In forestry, machine learning algorithms have increasingly become powerful tools for handling high-dimensional, complex nonlinear data [53,54]. Our results indicate that the XGBoost model is an effective method for site quality classification. Using site and climate factors as features, we constructed site quality classification models with two traditional classification algorithms and two ensemble learning algorithms, comparing their performance. All four models achieved overall accuracies above 0.77, with XGBoost consistently performing well across most groups. As a tree-based ensemble learning method, XGBoost improves the accuracy of weak classifiers through weighted boosting and excels on large datasets [55]. While XGBoost demonstrates strong predictive performance, its ecological applications require careful consideration of model complexity and practical requirements. XGBoost has been successfully applied in various forestry tasks, demonstrating its robustness and versatility. For instance, it has been used in tree species identification with hyperspectral data, achieving significantly higher accuracy compared to traditional methods [56]. In forest fire prediction, XGBoost integrated climatic and environmental data to accurately identify high-risk areas, outperforming conventional statistical models [57]. Similarly, in carbon storage estimation, XGBoost effectively modeled the complex relationships between site quality, species composition, and climatic conditions, providing precise predictions for sustainable forest management [58]. These examples illustrate its potential for addressing diverse and complex challenges in forestry.
Despite its powerful predictive capabilities, XGBoost presents some drawbacks in practical applications, particularly its sensitivity to hyperparameters and potential overfitting issues. The model requires careful tuning of hyperparameters, such as learning rate, tree depth, and the proportion of sample subsets.

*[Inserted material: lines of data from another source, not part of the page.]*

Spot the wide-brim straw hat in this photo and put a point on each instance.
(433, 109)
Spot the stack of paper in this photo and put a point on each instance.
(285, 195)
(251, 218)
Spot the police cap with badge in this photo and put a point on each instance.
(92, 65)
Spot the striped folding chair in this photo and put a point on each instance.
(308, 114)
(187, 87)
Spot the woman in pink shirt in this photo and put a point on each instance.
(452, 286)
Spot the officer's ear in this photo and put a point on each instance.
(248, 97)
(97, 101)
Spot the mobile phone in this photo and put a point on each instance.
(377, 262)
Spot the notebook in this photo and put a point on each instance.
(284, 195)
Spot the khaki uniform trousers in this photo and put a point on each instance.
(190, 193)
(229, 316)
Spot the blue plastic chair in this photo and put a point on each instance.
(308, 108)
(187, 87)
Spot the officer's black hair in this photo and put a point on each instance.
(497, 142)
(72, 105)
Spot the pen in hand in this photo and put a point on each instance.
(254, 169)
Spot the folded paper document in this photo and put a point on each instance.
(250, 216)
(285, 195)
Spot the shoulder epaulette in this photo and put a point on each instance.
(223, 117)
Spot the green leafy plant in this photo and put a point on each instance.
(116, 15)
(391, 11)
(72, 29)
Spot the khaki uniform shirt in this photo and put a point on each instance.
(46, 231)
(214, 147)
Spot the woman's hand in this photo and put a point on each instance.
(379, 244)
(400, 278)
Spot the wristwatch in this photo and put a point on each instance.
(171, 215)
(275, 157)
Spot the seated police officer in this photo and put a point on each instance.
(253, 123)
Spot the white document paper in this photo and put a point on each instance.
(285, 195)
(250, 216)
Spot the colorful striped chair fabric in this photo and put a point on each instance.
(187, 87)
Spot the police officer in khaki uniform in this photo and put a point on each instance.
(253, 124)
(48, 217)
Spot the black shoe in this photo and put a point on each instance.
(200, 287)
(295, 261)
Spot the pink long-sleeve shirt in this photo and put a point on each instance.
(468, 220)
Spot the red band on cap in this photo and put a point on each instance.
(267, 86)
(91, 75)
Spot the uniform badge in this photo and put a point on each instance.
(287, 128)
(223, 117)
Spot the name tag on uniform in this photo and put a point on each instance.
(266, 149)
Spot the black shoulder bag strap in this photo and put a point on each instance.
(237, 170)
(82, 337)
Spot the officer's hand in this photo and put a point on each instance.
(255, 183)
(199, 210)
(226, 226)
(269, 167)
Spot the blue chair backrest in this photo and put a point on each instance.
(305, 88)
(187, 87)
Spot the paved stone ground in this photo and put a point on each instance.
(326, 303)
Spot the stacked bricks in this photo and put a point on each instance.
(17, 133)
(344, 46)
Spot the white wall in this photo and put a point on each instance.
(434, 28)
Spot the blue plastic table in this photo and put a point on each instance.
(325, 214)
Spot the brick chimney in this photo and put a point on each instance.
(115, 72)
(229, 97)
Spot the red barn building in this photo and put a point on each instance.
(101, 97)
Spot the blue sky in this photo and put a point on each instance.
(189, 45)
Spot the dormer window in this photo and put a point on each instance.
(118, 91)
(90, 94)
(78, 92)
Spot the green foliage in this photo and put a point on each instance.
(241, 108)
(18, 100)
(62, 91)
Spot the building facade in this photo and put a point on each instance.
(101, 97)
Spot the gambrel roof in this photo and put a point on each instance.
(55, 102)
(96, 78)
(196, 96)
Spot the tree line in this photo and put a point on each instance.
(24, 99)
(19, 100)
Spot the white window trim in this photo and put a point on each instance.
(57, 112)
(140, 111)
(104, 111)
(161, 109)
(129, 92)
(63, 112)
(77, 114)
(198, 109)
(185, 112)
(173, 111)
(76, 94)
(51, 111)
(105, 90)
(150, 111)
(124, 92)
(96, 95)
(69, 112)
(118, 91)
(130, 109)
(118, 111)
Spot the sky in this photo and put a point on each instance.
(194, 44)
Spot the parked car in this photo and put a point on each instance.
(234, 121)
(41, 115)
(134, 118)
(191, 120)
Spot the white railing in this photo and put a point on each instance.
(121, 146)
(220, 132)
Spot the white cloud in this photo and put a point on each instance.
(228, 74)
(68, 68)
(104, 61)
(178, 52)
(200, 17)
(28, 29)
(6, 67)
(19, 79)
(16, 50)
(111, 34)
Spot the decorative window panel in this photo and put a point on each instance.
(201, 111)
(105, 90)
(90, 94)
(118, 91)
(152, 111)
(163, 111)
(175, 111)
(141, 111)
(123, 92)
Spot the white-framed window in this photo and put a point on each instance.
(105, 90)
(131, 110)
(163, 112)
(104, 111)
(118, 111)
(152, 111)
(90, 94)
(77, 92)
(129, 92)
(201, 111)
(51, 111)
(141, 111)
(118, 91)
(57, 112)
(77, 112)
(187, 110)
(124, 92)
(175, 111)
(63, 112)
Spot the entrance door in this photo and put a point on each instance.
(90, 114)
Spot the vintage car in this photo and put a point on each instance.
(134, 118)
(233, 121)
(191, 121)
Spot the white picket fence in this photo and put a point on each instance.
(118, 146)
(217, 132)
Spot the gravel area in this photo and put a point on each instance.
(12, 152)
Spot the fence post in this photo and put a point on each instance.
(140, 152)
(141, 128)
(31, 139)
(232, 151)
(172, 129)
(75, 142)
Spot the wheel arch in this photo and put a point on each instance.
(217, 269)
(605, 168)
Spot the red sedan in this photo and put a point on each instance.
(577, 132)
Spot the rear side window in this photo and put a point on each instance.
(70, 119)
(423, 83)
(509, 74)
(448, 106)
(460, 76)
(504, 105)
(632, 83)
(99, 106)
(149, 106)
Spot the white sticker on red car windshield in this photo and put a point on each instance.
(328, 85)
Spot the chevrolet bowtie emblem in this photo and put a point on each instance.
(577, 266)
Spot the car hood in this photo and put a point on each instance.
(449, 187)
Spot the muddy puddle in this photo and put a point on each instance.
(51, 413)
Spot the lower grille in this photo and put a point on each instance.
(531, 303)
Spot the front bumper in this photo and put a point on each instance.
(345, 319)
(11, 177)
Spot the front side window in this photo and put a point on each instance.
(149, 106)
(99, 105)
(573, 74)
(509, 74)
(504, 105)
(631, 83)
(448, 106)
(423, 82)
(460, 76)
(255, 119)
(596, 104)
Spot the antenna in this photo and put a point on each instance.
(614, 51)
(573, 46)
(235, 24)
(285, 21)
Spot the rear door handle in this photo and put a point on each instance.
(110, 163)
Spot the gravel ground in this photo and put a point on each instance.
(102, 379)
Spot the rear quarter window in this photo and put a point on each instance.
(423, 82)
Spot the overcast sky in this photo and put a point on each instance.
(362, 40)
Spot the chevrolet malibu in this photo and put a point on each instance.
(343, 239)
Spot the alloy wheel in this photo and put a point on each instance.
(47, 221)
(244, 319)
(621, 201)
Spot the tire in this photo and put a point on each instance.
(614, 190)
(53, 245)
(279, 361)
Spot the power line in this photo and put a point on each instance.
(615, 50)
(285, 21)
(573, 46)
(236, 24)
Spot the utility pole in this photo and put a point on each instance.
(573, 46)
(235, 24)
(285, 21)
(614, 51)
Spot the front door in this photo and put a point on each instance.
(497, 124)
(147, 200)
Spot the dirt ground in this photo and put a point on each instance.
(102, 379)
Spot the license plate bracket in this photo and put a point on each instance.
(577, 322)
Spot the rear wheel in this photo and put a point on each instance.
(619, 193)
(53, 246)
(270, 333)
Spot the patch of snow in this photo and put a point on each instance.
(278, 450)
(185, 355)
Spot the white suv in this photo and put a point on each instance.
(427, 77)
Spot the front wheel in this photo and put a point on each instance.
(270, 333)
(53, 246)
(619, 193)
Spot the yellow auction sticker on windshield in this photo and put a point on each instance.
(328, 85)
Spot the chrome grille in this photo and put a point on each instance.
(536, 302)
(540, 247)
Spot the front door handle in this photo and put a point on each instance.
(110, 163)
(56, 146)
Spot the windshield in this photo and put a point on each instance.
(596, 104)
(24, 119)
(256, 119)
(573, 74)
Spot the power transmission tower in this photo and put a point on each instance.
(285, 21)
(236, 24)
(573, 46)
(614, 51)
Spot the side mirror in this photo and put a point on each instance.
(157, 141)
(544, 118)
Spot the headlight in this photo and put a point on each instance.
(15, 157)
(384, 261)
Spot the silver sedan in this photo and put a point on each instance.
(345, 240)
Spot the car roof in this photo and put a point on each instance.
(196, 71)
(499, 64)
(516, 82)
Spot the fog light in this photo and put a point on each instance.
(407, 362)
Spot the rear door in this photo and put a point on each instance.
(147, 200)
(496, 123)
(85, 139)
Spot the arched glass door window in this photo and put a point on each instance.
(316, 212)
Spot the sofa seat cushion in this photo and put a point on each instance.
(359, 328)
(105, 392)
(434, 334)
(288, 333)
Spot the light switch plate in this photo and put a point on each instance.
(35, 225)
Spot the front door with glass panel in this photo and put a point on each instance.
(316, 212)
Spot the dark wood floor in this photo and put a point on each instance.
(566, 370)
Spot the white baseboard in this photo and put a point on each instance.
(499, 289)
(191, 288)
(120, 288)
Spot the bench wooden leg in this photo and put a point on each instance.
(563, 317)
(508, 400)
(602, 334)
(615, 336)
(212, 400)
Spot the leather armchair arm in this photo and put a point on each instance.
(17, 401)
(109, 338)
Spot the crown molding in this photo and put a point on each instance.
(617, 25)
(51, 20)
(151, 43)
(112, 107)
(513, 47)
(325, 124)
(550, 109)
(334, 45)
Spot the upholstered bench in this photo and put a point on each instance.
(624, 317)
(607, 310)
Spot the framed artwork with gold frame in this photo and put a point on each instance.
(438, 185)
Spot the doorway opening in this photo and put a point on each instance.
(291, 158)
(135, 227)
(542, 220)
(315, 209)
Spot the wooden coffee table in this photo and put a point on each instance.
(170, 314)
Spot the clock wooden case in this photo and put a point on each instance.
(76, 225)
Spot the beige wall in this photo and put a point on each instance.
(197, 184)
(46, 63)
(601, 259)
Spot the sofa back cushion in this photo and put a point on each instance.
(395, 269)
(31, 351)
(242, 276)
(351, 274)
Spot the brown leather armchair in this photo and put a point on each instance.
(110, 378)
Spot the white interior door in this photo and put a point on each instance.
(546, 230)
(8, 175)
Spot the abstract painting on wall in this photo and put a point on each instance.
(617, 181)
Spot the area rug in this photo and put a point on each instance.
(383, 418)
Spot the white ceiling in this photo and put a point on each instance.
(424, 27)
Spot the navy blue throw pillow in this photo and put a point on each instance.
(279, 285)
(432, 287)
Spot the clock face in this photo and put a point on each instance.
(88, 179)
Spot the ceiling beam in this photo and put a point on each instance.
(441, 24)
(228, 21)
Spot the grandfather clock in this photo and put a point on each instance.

Improper selection of these parameters can lead to model instability or overfitting. In certain situations, especially with small datasets or complex features, XGBoost may overfit, meaning the model performs well on training data but poorly on unseen data, limiting its generalization ability in real-world applications. Nevertheless, machine learning methods like XGBoost can offer valuable tools for site quality assessment, particularly in areas lacking vegetation cover. By integrating site and climatic factors, these models can predict the potential site quality of non-forested areas with high accuracy. Such predictions provide a scientific foundation for tree species selection and afforestation planning, making them especially significant for future forest development and ecological restoration. This approach enables a more targeted and effective restoration process, aligning with sustainable forestry practices and improving the ecological resilience of mixed forests. While the model proposed here is specific to Lishui City, Zhejiang Province, it has broad potential for application in other regions and non-forested areas. In the future, classification models can be developed for different regions with varying environmental conditions and forest types, further enhancing the versatility and applicability of the method. This adaptability makes the approach valuable for large-scale ecological restoration and sustainable land management practices.

5. Conclusions

Due to the complex species composition and age structure of mixed forests, the evaluation of site quality in these forests remains an ongoing area of exploration. To address the challenges in mixed forest site quality assessment, this study focuses on the mixed forests of Lishui City, Zhejiang Province. First, the TWINSPAN method was applied to classify the mixed forests into 15 stand types. Then, the Algebraic Difference Approach (ADA) was used to develop a site form model, which enabled the classification of site quality levels for each of the 15 stand types. Based on these classifications and incorporating site and climate factors, a site quality classification model for mixed forests was constructed using multiple machine learning algorithms. Finally, a comparative analysis was conducted to identify the most suitable classification model. This study provides a comprehensive workflow for data processing, modeling, and evaluation and uses the optimal model to classify and visually display site quality levels for mixed forest sub-compartments in the study area.
Comparison of model performance before and after applying SMOTE, see Supplementary Materials.

Supplementary Materials

The following supporting information can be downloaded at: https://www.mdpi.com/article/10.3390/f15122247/s1.

Author Contributions

Conceptualization, R.W. and W.G.; Methodology, R.W., C.D. and W.G.; Investigation, R.W. and C.Z.; Writing—original draft, R.W. and C.D.; Project administration, R.W.; Data curation, C.D.; Funding acquisition, C.D.; Resources, C.D. and C.Z.; Supervision, X.L.; Writing—review and editing, X.Z. All authors have read and agreed to the published version of the manuscript.

Funding

This research was funded by the National Natural Science Foundation of China (32301585).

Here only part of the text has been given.